• 1971 – 1976

    studied at the Košice Conservatory (composition with Jozef Podprocký, piano with Marta Reiterová)

  • 1976 – 1981

    studied at the Academy of Performing Arts in Bratislava (composition with Andrej Očenáš)

  • 1981 – 1984

    taught music theory at a Primary Music School in Bratislava

  • 1984 – 1986

    received a stipend from the Slovak Music Fund

  • 1986 – 1989

    doctoral study at the Academy of Performing Arts in Bratislava (with Ivan Hrušovský)

  • 1989

    four-week residency in Budapest and Warsaw with funds from the Ministry of Culture of Slovak Republic

  • 1990

    free-lance artist

  • 1991

    four-week residency in Budapest and Warsaw with funds from the Ministry of Culture of Slovak Republic

  • 1992 – 1993

    sixteen-month residency in the Akademie Schloss Solitude in Stuttgart

  • 1994

    six-week “Visiting Composer” residency at the University of California in San Diego with funds from the Soros Foundation and the National Endowment for the Arts in New York

  • 1995

    short-term residency in the STEIM Studio in Amsterdam

  • 1995

    “Composer in Residence” at the Hamburg State Opera (three months)

  • 1999

    one-year residency at the Künstlerhäuser Worpswede in Germany

  • 2001

    composition commission of the Pro Helvetia Foundation in Zürich bound with the two month residence in the Künstlerhaus Boswil in Switzerland

  • 2002

    three months composition residency at the Künstlerwohnung in Stein am Rhein in Switzerland

  • 2010

    award "Zolliker Kunstpreis" from the foundation Hintermeister-Gyger-Stiftung (given to artists, acting in the canton Zurich)

"Szeghy’s work hitherto as a whole is remarkable for the quantity of compositional techniques assimilated.
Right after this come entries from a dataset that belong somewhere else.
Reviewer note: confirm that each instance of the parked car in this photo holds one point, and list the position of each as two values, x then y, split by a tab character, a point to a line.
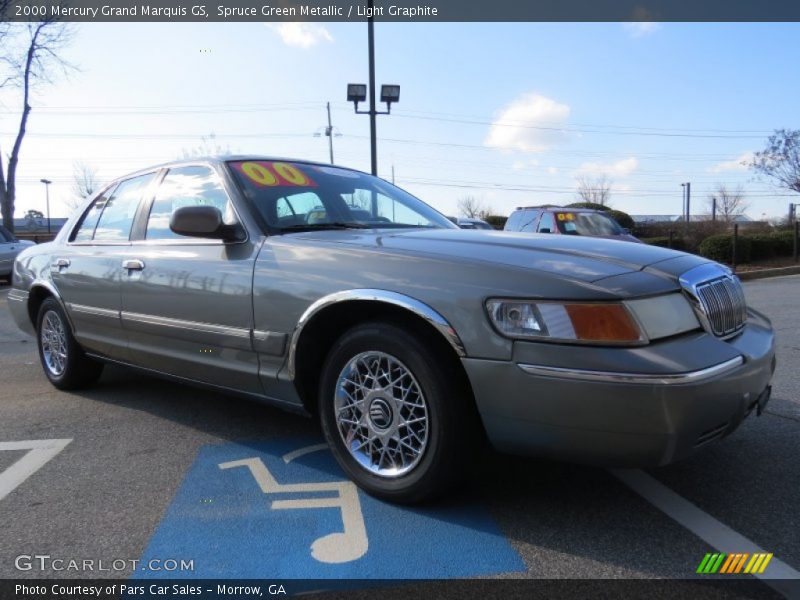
567	221
10	246
471	223
334	294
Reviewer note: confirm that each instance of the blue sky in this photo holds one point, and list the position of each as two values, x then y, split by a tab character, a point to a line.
509	113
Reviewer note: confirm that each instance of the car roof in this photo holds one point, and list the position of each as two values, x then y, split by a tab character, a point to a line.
557	207
220	159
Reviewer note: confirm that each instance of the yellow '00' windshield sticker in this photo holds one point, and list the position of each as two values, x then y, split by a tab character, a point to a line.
271	174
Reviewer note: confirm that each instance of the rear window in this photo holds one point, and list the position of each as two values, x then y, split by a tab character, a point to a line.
293	196
116	220
592	224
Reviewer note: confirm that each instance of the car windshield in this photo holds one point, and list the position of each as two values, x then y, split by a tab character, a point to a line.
580	223
300	197
6	235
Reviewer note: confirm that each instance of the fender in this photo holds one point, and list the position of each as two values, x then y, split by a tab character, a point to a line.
411	304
Two principal motifs are represented there: the tradition of European music of the last three centuries, and the avantgarde tendencies of the last fifty years, directed against that tradition. Inevitably, tension arises between these interests when they meet. Szeghy, however, does not elevate this inner conflict to the status of a central style-forming element. Her treatment of divergent material does not lead the listener to an awareness of 'shocking' contradictions; rather, her entire work is subordinated to a basic procedure: the 'new' is integrated into the 'old', and vice versa. In this synthetic process she places a distinct emphasis on defamiliarisation of the musical statement. She strives for this on the one hand by direct confrontation of the established 'traditional' texture with the ephemeral sonorousness of contemporary techniques of note-forming (including electro-acoustic music), while at other times she chooses immersion in a pre-selected form (e.g. ciaccona), seeking an interpenetration of objective and subjective elements in the space demarcated by this form. Other important motivating sources for Szeghy are the values coming from visual art (Hommage à Rodin), literature (Afforismi), and archaic folklore (Midsummer Night’s Mystery)."


(ZAGAR, Peter: Iris Szeghy. In: A Hundred Slovak Composers. Eds. Marián Jurík, Peter Zagar. Bratislava : National Music Centre Slovakia, 1998, p. 274.)